Comparison of computational intelligence models on forecasting ATM demands


Tezin Türü: Yüksek Lisans

Tezin Yürütüldüğü Kurum: Marmara Üniversitesi, Türkiye

Tezin Onay Tarihi: 2019

Tezin Dili: İngilizce

Öğrenci: Onur Gürkan Gültekin

Danışman: Ali Fuat Alkaya

Açık Arşiv Koleksiyonu: AVESİS Açık Erişim Koleksiyonu

Özet:

Usage of ATMs (Automated Teller Machines) is crucial for people to reach cash money instantly when they need it. To satisfy this demand of the customers, banks have to determine when to visit and how much to load to each ATM of the bank. The primary question that needs to be answered turns out to be forecasting how much money will be withdrawn from the ATMs in the next days. In this study, we exploit computational intelligence techniques to solve this problem via using past transactions and their features. This study shows that our mission is a difficult task since our ATM data, taken from one of the largest banks in Turkey, have too volatile withdrawal patterns when compared to ATM data taken from UK banks.

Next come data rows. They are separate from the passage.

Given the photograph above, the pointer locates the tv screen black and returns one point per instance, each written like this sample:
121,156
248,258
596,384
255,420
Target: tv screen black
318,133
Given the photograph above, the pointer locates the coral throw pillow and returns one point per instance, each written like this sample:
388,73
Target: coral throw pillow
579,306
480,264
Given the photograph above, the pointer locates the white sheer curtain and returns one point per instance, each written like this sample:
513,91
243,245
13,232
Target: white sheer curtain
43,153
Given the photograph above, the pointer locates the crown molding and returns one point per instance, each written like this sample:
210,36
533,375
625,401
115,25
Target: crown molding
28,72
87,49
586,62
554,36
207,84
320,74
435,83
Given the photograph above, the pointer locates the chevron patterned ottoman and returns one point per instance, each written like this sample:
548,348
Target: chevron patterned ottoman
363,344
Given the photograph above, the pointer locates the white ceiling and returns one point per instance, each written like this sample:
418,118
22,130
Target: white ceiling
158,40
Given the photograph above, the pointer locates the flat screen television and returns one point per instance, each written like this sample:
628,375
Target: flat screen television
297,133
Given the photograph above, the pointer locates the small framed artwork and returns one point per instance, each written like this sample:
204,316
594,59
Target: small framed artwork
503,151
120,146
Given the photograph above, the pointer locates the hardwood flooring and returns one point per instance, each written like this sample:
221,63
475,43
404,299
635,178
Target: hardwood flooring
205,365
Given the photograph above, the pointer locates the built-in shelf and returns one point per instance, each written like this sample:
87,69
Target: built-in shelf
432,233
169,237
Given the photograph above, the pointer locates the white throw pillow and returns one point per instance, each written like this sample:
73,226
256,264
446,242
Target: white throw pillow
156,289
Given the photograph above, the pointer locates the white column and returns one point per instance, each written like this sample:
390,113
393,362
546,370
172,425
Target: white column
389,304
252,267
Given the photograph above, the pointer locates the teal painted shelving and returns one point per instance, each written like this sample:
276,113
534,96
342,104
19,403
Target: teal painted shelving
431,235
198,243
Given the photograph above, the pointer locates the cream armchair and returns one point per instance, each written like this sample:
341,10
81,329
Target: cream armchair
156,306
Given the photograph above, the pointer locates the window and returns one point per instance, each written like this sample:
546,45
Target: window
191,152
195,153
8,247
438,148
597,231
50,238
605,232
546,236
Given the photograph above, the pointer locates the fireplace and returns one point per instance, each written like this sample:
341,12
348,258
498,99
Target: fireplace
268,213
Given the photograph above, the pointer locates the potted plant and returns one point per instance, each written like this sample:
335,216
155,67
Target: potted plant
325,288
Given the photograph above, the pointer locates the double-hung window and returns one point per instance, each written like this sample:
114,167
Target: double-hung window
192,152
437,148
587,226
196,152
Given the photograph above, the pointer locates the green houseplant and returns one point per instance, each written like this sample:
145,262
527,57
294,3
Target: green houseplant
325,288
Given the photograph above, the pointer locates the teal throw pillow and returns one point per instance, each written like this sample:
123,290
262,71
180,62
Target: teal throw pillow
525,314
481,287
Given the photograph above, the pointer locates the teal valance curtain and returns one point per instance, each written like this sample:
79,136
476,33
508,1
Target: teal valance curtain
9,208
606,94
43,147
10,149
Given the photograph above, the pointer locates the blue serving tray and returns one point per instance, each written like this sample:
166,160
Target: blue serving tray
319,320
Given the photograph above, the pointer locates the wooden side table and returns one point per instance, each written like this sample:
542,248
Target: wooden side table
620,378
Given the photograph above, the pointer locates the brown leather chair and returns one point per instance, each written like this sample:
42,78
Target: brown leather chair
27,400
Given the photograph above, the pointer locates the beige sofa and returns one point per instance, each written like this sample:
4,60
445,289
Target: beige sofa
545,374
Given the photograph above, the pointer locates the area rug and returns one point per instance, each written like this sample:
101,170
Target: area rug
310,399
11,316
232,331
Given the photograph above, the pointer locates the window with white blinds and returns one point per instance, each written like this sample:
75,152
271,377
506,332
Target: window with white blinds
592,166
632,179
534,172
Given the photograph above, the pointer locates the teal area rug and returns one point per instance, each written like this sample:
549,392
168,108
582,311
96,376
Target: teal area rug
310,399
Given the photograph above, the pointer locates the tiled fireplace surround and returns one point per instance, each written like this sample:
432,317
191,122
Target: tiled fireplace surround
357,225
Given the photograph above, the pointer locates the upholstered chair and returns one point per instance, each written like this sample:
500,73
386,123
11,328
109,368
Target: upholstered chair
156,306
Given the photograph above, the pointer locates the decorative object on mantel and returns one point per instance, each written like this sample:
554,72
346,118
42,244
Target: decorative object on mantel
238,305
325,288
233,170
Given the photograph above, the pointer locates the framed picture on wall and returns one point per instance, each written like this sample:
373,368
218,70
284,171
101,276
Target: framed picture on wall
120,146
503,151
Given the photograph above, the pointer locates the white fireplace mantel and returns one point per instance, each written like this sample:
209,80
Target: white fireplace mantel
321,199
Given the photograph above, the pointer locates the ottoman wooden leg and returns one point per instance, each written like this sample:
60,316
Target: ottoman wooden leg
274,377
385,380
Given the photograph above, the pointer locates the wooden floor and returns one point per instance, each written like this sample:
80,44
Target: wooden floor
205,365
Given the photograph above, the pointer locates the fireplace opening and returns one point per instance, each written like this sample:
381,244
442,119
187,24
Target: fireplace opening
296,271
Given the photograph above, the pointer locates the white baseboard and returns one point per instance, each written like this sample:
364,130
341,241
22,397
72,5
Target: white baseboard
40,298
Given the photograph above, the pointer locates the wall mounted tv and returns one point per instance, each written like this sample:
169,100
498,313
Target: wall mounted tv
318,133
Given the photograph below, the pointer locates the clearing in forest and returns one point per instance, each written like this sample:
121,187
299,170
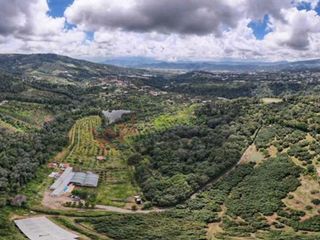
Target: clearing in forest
303,196
116,177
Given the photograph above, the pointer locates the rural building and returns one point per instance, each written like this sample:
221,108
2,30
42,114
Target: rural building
83,179
41,228
60,186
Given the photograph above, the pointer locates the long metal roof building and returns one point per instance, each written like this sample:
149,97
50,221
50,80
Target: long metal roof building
62,182
41,228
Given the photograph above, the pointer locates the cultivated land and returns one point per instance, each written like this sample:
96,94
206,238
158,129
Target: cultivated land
212,155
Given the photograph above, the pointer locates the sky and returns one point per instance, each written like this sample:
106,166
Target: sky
262,30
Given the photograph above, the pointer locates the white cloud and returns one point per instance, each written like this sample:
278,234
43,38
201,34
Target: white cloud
167,29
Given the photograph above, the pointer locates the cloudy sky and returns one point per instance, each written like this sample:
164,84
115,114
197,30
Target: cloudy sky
163,29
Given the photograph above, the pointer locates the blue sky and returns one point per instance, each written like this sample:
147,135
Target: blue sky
259,27
163,29
57,7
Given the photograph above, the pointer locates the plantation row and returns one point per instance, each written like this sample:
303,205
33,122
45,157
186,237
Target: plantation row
83,147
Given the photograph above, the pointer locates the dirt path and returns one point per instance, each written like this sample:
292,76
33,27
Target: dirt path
123,210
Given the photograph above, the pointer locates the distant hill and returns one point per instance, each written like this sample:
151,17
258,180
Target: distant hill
60,69
232,66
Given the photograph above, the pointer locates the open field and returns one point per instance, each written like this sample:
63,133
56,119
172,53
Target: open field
303,196
116,177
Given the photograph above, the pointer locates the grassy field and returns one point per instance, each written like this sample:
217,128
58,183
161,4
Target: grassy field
303,196
116,180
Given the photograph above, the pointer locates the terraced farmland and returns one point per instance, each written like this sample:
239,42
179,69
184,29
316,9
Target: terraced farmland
83,148
22,117
115,184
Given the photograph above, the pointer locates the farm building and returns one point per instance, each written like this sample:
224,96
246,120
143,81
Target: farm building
41,228
87,179
60,186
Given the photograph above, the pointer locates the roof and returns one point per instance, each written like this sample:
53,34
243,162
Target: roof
41,228
87,179
62,182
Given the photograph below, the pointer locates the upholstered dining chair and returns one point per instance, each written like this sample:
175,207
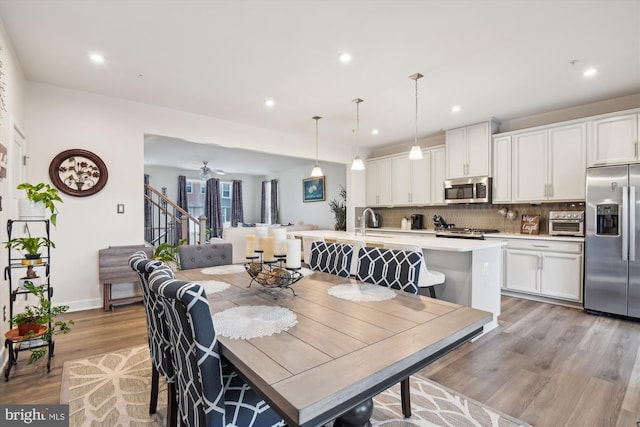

This is the reason why classical time series forecasting models do not perform well on our ATM data, although we know that they perform competitively on ATM data taken from the UK banks. According to this fact, we implemented different computational intelligence models with extensive search of their parameter space for finding the best performing models and present the detailed comparison with respect to their accuracy and time performance. The results show that SVR (Support Vector Regression) adapted from Support Vector Machines and ANN (Artificial Neural Networks), already known as universal approximators, outperform the others. On the other hand, SPSA (Simultaneous Perturbation Stochastic Approximation) which uses gradient approximations for updating its weights rather than direct gradient calculations shows promising performance to be a good sign for future improvements.